A Ponte entrou em contato com Secretaria da Segurança Pública do governo Rodrigo Garcia (PSDB) para questionar o suposto flagrante, o procedimento adotado pelos policiais do Deic na abordagem de Hiago, Lucas e Wesley e quais outros elementos foram levantados pela investigação. A pasta encaminhou uma nota:

“O caso foi investigado pelo Deic. O inquérito policial foi relatado à Justiça em 2 de setembro de 2021 e não retornou à unidade com solicitações de novas diligências. A Polícia Civil esclarece que os reconhecimentos seguiram os procedimentos determinados pelo artigo 226 do Código de Processo Penal.”

O que diz o Judiciário

Também questionamos o Ministério Público Estadual de São Paulo e o Tribunal de Justiça de São Paulo sobre as alegações do álibi de Hiago e sobre o reconhecimento ter sido realizado fora das regras previstas na lei. O MP enviou um posicionamento da Promotoria sobre o caso, alegando que a vítima reconheceu Hiago, Lucas e Wesley na delegacia e em juízo:

“Na primeira oportunidade em que a Defesa do réu Hiago se manifestou nos autos, em 06 de outubro de 2021, requereu a soltura dele alegando vicio no reconhecimento da vítima, que a prisão não era necessária e que ele foi abordado pelos policiais, porque estava caminhando pela Rua Renata, onde reside e foi conversar com alguns colegas que também moram na região, sendo abordado pelos policiais. A Defesa do réu Hiago alegou ainda que ele tinha acabado de sair do emprego na empresa JJ Embalagens e Festas Ltda, permanecendo nesse emprego até julho de 2021, juntado a rescisão do contrato de trabalho. Não houve qualquer menção sobre Hiago ter emprego de pedreiro no dia em que ocorreu o roubo. Durante a audiência de instrução, a vítima reconheceu Hiago na audiência virtual como sendo um dos roubadores que chegou logo depois que foi abordado por dois roubadores que simularam o emprego de arma de fogo. Reconheceu também a foto tirada na Delegacia de Polícia. Hiago disse que estava em horário de almoço trabalhando de pedreiro somente perante o juiz durante o interrogatório, sem trazer prova de sua alegação. Foi condenado por roubo em concurso de agentes à pena de 5 anos e 4 meses de reclusão em regime fechado, sendo que o Ministério Público não recorreu da decisão. O processo se encontra aguardando apresentação de recursos dos acusados.” 

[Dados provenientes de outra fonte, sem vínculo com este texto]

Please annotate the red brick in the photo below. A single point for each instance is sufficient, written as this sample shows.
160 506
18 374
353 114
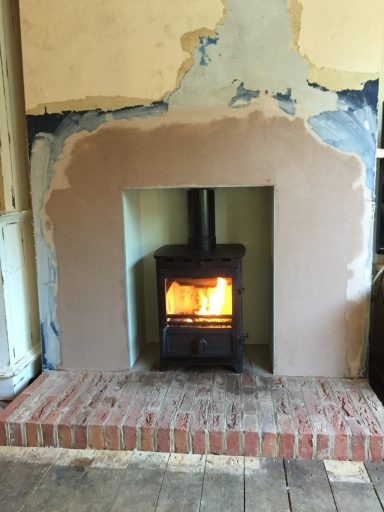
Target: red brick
216 429
147 431
340 432
113 431
64 425
98 419
251 444
320 425
81 418
147 425
168 412
233 415
366 416
300 419
50 419
286 434
113 436
199 424
251 434
129 427
269 444
181 432
268 427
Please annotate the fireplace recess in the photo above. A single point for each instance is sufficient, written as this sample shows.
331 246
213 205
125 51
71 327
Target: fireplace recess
200 293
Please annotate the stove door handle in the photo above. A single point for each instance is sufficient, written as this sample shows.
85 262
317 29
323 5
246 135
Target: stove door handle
203 345
199 345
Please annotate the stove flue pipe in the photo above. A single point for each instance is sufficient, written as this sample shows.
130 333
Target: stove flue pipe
201 219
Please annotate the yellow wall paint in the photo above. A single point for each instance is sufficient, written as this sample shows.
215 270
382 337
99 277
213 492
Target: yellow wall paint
87 53
341 39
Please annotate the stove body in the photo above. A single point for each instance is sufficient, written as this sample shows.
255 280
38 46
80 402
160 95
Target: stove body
188 336
200 289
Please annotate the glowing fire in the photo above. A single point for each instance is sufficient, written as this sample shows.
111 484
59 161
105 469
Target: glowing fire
202 297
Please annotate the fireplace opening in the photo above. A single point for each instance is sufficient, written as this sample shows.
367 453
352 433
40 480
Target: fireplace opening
154 217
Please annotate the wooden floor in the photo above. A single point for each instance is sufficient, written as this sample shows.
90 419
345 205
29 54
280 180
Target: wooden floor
49 479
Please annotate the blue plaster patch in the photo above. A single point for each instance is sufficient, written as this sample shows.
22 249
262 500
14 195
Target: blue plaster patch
243 96
54 129
286 102
204 42
353 127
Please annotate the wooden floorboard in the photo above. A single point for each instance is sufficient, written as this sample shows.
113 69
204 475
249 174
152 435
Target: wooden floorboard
183 483
223 487
309 488
106 481
352 487
265 485
376 474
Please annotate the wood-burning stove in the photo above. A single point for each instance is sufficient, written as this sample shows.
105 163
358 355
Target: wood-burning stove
200 293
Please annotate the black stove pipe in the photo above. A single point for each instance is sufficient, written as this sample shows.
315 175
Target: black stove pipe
201 219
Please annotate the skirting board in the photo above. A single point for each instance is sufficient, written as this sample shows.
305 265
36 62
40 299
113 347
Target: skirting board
11 385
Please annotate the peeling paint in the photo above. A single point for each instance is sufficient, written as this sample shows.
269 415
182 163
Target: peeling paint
286 103
339 42
280 78
137 56
243 96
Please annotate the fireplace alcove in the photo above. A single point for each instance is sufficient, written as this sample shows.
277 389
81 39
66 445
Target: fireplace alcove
156 217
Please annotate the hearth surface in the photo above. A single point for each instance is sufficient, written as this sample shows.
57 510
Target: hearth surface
202 411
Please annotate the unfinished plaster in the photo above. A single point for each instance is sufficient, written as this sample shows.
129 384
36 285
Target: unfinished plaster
341 41
97 54
312 228
246 113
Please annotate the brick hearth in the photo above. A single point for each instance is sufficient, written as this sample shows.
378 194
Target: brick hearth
201 412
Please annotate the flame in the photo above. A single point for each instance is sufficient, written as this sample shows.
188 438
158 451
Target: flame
195 297
213 300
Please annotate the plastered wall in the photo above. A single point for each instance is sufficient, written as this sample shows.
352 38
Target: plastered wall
249 93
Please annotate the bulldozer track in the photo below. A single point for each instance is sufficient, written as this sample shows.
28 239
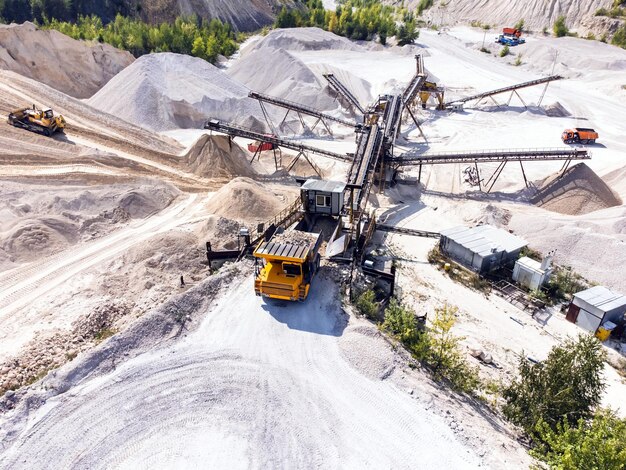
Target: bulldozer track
21 286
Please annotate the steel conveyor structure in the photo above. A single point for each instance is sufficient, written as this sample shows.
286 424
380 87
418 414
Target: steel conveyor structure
343 91
483 156
502 157
512 88
300 108
240 131
407 231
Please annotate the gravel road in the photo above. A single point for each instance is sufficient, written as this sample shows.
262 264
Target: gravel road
257 385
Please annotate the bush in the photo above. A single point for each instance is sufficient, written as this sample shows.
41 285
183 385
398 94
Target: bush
567 385
402 324
441 352
560 28
599 443
366 304
619 38
191 36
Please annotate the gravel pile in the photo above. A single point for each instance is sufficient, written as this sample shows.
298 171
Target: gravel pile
247 200
214 156
579 191
74 67
167 91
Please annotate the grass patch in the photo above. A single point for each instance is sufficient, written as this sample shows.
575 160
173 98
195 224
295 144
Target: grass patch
366 304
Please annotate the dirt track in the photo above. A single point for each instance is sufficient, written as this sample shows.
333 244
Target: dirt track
256 386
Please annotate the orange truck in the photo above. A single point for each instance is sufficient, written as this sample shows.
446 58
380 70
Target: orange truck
511 32
579 135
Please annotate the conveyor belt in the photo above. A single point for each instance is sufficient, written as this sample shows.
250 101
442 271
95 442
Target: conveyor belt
481 156
299 108
239 131
343 91
407 231
505 89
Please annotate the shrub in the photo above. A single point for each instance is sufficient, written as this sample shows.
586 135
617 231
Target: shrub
441 352
567 385
366 304
560 28
402 324
599 443
619 38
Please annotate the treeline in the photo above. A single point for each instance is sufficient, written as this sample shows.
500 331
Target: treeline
19 11
192 36
354 19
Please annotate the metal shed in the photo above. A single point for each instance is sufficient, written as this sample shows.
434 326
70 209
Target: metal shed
483 248
322 197
530 273
593 307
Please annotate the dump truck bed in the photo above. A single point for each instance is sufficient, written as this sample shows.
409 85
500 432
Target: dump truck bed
292 245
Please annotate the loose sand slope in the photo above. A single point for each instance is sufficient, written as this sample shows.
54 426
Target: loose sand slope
536 13
166 91
256 386
578 191
73 67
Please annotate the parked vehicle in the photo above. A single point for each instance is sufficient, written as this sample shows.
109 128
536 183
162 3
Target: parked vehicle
580 135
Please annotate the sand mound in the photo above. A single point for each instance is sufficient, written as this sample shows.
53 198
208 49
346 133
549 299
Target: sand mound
594 245
247 200
305 39
166 91
556 109
579 191
276 72
536 13
73 67
216 156
574 56
32 238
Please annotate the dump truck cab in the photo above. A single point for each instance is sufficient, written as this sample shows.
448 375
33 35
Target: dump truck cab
581 135
289 261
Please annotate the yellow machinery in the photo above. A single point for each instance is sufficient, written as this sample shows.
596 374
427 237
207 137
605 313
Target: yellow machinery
42 121
290 261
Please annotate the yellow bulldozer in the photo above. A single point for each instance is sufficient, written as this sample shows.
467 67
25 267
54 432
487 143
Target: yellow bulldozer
42 121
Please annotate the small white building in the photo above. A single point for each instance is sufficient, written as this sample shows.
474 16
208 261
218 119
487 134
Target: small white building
593 307
483 248
532 274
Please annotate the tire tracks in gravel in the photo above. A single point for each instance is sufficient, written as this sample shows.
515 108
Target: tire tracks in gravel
257 385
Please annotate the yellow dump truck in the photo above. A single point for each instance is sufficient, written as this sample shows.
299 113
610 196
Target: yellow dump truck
289 260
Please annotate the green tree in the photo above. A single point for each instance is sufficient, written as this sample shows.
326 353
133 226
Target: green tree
402 324
567 385
599 443
407 33
560 28
198 48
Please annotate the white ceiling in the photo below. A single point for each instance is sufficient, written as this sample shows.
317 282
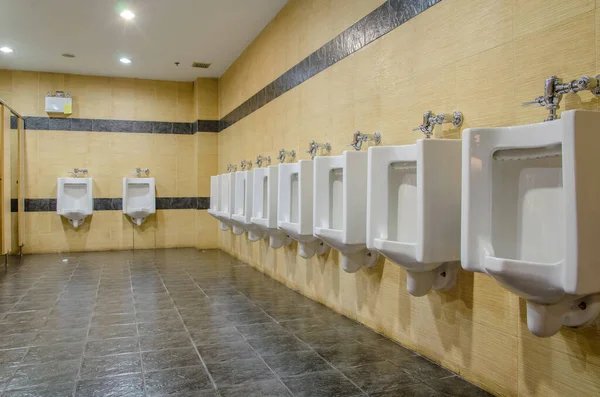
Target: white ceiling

Já o TJ-SP enviou a seguinte nota:

“O TJSP não emite nota sobre questão jurisdicional. Os juízes têm independência funcional para decidir de acordo com os documentos dos processos e seu livre convencimento. Essa independência é uma garantia do próprio Estado de Direito. Quando há discordância da decisão, cabe às partes a interposição dos recursos cabíveis, previstos na legislação vigente.”

ATUALIZAÇÕES: matéria atualizada dias 20/6, às 14h20, e 21/6, às 15h50, para adicionar os posicionamentos enviados pelo Ministério Público (MP) e pela Secretaria de Segurança Pública (SSP) respectivamente.